TBB includes cache aware memory allocators. More specifically, check cache_aligned_allocator (in the reference documentation, I couldn't find any direct link).

Stéphane Bonniez
  • 4,577
  • 3
  • 21
  • 16
4

Interestingly enough, I wrote a program to do this awhile ago (in C though, but I'm sure it will be easy to incorporate in C++ code).

http://github.com/wowus/CacheLineDetection/blob/master/Cache%20Line%20Detection/cache.c

The get_cache_line function is the interesting one, which returns the location of right before the biggest spike in timing data of array accesses. It correctly guessed on my machine! If anything else, it can help you make your own.

It's based off of this article, which originally piqued my interest: http://igoro.com/archive/gallery-of-processor-cache-effects/

Clark Gaebel
  • 17,280
  • 20
  • 66
  • 93
2

There are two cases that need to be distinguished. Do you need to know the cache sizes at compile time or at runtime?

Determining the cache-size at compile-time

For some applications, you know the exact architecture that your code will run on, for example, if you can compile the code directly on the host machine. In that case, simplify looking up the size and hard-coding it is an option (could be automated in the build system). On most machines today, the L1 cache line should be 64 bytes.

If you want to avoid that complexity or if you need to support compilation on unknown architectures, you can use the C++17 feature std::hardware_constructive_interference_size as a good fallback. It will provide a compile-time estimation for the cache line, but be aware of its limitations. Note that the compiler cannot guess perfectly when it creates the binary, as the size of the cache-line is, in general, architecture dependent.

Determining the cache-size at runtime

At runtime, you have the advantage that you know the exact machine, but you will need platform specific code to read the information from the OS. A good starting point is the code snippet from this answer, which supports the major platforms (Windows, Linux, MacOS). In a similar fashion, you can also read the L2 cache size at runtime.

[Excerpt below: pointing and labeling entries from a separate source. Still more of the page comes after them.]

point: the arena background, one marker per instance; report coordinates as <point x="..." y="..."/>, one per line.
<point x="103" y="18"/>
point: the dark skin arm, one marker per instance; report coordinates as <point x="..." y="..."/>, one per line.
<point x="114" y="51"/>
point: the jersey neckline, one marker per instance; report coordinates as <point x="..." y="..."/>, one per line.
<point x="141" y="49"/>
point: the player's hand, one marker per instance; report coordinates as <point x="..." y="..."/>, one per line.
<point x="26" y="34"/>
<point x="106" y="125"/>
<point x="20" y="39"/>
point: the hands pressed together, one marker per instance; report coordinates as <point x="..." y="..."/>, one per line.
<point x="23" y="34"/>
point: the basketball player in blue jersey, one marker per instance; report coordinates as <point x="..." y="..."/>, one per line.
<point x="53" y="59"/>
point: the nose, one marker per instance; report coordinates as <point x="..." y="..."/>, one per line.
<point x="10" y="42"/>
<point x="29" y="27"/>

I would advise against trying to guess the cache line by running benchmarks at startup and measuring which one performed best. It might well work, but it is also error-prone if the CPU is used by other processes.

Combining both approaches

If you have to ship one binary and the machines that it will later run on features a range of different architectures with varying cache sizes, you could create specialized code parts for each cache size, and then dynamically (at application startup) choose the best fitting one.

Philipp Claßen
  • 41,306
  • 31
  • 146
  • 239
1

IIRC, GCC has a __builtin_prefetch hint.

http://gcc.gnu.org/onlinedocs/gcc-3.3.6/gcc/Other-Builtins.html

has an excellent section on this. Basically, it suggests:

__builtin_prefetch (&array[i + LookAhead], rw, locality);

where rw is a 0 (prepare for read) or 1 (prepare for a write) value, and locality uses the number 0-3, where zero is no locality, and 3 is very strong locality.

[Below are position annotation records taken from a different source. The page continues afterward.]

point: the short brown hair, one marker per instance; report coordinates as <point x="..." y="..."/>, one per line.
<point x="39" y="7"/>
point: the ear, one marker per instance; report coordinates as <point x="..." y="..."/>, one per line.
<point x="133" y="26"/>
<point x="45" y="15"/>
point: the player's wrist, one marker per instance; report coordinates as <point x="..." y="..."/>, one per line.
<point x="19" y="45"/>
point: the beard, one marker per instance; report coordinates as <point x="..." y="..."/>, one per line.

Both are optional. LookAhead would be the number of elements to look ahead to. If memory access were 100 cycles, and the unrolled loops are two cycles apart, LookAhead could be set to 50 or 51.

Max
  • 121
  • 3
-1

The cache will usually do the right thing. The only real worry for normal programmer is false sharing, and you can't take care of that at runtime because it requires compiler directives.